Renewable Energy in Canada Renewable energy currently amounts to around 18.9% of Canada’s energy supply and more than half of its electricity generation. Nonrenewable sources of energy like natural gas and petroleum make up a majority, at 35.7% and 38.7% respectively, but private and public organizations are working to shrink the disparity. Renewable energy in Canada primarily comes from hydropower plants the country has established on its vast system of rivers. Quebec generates the most renewable energy of any province — 40,000 MW on hydropower alone, according to the Government of Canada.

Now, the expanding renewable energy industry is poised to make energy more affordable, fight unemployment, and strengthen diplomatic relationships between Canada and other countries.

How Renewable Energy in Canada Can Make Energy More Affordable

Renewable energy is the cheapest form of energy available. It is cheaper to build infrastructure for and generate power than nonrenewable sources. This remains true even without the government-provided subsidies that companies which businesses in the nonrenewable energy industry typically receive.

In recent years, Canada has committed to subsidizing renewables after signing the Paris Agreement, which set a goal for countries around the world to eventually become carbon neutral.

Currently, energy in Canada is the most expensive in the provinces and territories that are the most impoverished. Nunavut has the second priciest electricity — costing $0,37.5 per kilowatt in 2021. No official reports on poverty exist for Nunavut, but the Canadian government concluded that the residents of Nunavut live in some of the poorest conditions and 37% of households there struggled with food insecurity.

Nunavut is largely made up of scattered, remote and scarcely populated communities. This combined with difficult geography makes it challenging to build centralized energy infrastructure. Thus, most people living in Nunavut rely on expensive diesel power generators and burning fuel oil to power and heat their homes.

Renewable energy has shown some promise in Nunavut. Hydropower provides a third of the energy available in the territory. On average, hydropower costs around $0.80 per kilowatt, which is nearly five times less expensive than the average energy bill.

Currently, most people in Nunavut are not able to take advantage of cheaper renewable options because there are no regional or territorial energy grids in the territory. Still, indigenous groups are fighting to bring renewable energy to their communities and make energy more affordable.

Recently, the Canadian government approved grants to provide $1.6 million to indigenous-led projects that will build solar panels, geothermal heating technology and energy storage infrastructures in remote Nunavut villages.
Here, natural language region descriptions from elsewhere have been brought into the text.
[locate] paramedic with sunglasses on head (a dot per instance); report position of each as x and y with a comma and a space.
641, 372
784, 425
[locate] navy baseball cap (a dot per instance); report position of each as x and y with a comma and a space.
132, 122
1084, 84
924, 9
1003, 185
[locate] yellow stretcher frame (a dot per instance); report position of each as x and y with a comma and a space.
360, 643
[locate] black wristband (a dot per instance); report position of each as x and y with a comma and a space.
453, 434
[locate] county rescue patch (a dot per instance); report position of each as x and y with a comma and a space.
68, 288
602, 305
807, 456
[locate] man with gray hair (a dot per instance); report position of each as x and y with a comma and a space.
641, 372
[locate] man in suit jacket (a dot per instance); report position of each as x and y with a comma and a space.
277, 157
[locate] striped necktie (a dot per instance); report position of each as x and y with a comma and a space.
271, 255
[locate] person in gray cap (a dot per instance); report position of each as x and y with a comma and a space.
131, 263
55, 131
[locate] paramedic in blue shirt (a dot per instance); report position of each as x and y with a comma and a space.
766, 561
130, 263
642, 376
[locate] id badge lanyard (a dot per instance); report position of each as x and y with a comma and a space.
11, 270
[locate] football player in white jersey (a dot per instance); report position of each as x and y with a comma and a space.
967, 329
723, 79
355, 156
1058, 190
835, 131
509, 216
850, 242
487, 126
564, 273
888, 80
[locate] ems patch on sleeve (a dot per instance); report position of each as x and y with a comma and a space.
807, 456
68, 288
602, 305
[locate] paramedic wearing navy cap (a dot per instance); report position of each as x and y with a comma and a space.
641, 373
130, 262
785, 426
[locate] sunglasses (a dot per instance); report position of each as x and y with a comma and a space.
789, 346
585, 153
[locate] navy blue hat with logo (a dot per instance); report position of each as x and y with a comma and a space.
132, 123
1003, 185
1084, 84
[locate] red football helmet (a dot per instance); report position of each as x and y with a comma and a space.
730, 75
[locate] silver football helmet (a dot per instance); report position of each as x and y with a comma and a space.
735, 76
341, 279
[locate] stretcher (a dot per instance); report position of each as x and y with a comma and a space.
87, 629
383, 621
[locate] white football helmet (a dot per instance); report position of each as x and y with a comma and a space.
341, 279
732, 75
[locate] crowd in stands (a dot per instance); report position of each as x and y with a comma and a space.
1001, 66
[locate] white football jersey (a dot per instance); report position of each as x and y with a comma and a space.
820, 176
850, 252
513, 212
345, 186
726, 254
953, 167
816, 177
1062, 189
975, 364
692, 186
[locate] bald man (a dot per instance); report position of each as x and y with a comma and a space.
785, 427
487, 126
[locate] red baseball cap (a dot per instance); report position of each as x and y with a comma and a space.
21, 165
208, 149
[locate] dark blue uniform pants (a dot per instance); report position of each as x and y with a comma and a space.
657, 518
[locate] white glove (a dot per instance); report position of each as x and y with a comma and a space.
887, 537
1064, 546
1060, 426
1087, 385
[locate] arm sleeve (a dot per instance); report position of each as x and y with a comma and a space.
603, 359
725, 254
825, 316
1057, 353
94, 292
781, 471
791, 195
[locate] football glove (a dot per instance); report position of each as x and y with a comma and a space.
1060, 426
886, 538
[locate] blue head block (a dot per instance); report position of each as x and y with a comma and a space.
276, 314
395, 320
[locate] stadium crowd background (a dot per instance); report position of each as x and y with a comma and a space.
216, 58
The Economic Advantages of Expanding Renewable Energy in Canada

The focus on renewable energy in Canada also opens new opportunities for Canadian businesses to grow and expand in international trade.
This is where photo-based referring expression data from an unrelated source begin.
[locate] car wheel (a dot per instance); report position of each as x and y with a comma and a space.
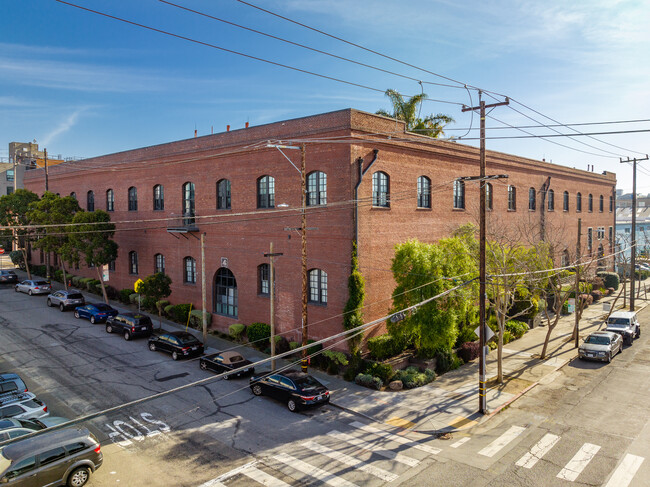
291, 404
79, 477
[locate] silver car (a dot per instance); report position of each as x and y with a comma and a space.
34, 287
601, 345
66, 299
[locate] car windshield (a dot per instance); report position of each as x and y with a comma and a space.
597, 340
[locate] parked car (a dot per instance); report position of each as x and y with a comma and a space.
295, 388
7, 276
66, 299
13, 428
626, 324
64, 457
33, 287
178, 343
130, 325
601, 345
21, 405
227, 361
11, 383
95, 312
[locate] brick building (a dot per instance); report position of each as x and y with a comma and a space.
367, 179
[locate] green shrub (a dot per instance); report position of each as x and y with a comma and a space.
258, 334
236, 331
516, 328
385, 346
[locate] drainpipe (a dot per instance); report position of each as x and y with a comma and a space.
356, 194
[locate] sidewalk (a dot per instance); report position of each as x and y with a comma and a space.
450, 403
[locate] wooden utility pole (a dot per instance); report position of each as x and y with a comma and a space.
633, 255
482, 267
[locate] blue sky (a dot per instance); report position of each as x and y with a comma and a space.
85, 85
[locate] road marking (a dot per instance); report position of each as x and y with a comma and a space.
494, 447
317, 473
395, 438
398, 457
579, 461
541, 448
460, 442
350, 461
625, 472
263, 478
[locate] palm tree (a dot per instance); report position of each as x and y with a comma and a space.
405, 110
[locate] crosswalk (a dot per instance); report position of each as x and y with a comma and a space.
373, 455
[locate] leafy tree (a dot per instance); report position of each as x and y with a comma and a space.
91, 237
52, 209
406, 111
424, 270
156, 286
13, 213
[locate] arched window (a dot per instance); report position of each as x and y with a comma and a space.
188, 204
532, 199
459, 194
189, 270
133, 262
158, 197
223, 194
225, 293
110, 200
159, 263
133, 199
316, 188
380, 189
424, 192
317, 286
512, 198
266, 192
263, 279
488, 196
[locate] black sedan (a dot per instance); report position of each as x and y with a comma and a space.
297, 389
227, 361
178, 343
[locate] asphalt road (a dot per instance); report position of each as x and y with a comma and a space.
582, 425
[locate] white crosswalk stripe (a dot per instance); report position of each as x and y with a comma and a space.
312, 471
626, 471
496, 446
579, 461
395, 438
541, 448
350, 461
391, 455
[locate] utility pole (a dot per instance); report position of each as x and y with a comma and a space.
633, 256
270, 255
578, 304
482, 237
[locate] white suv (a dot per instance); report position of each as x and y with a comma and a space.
624, 323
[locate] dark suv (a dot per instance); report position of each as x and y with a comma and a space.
66, 456
130, 325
Due to historical success and $200 million from the government, businesses are constantly emerging in the Canadian renewable energy sector. One such company is the Ontario-based NRStor Inc., which builds energy storage devices for renewables. The company has most notably worked on the Oneida Energy Storage Project, alongside the Six Nations of the Grand River. The project could save Canadians $760 million and be the largest battery energy storage facility in Canada.

The Canadian government reports that Indigenous Canadians are more likely to live in poverty than other groups in the country. This project will create internship, training and employment opportunities for Canada’s indigenous community, according to Six Nations Future.
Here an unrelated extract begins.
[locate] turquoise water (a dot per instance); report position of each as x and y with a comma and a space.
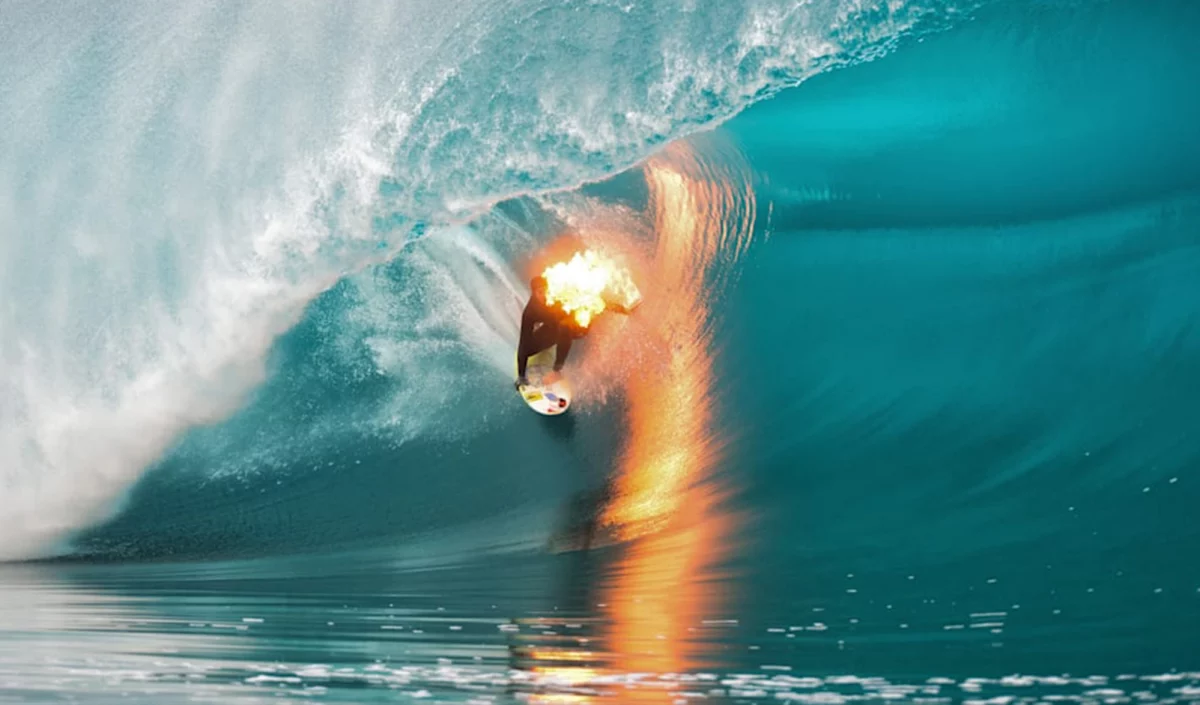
907, 413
The exporting of renewable energy internationally is an important source of profit for many of these companies. In 2014, renewable energy companies made $13 billion. Currently, clean fuels like ethanol and biodiesel are the most profitable products. However, there is variety among the hundreds of companies within the Canadian renewable energy industry. As these businesses succeed, they create new jobs and those in poverty can find work.

The Political Advantages of Expanding Renewable Energy in Canada

The expanding renewable energy sector strengthens international relationships between Canada and other countries through the importing and exporting of resources and devices needed to build renewable energy plants.

Recently, the Canadian Government announced hopes to export hydrogen to Germany to help replace Russian oil considering tensions caused by the conflict in Ukraine. The government wants to decrease Russia’s influence on Western Europe and push the international community to further embrace renewables.

The U.S. sees Canada as a major export opportunity for its machining industry because renewable energy plants require many different pieces of machinery to work. Trade between the U.S. and Canada within the renewable energy sector has already led to a memorandum of understanding that removed tariffs on solar technology, establishing the groundwork for future trade deals and partnerships.

Ultimately, renewable energy in Canada could be a key component in the country’s fight against poverty going forward, providing a new avenue for safety, opportunity and security to the country’s most vulnerable citizens.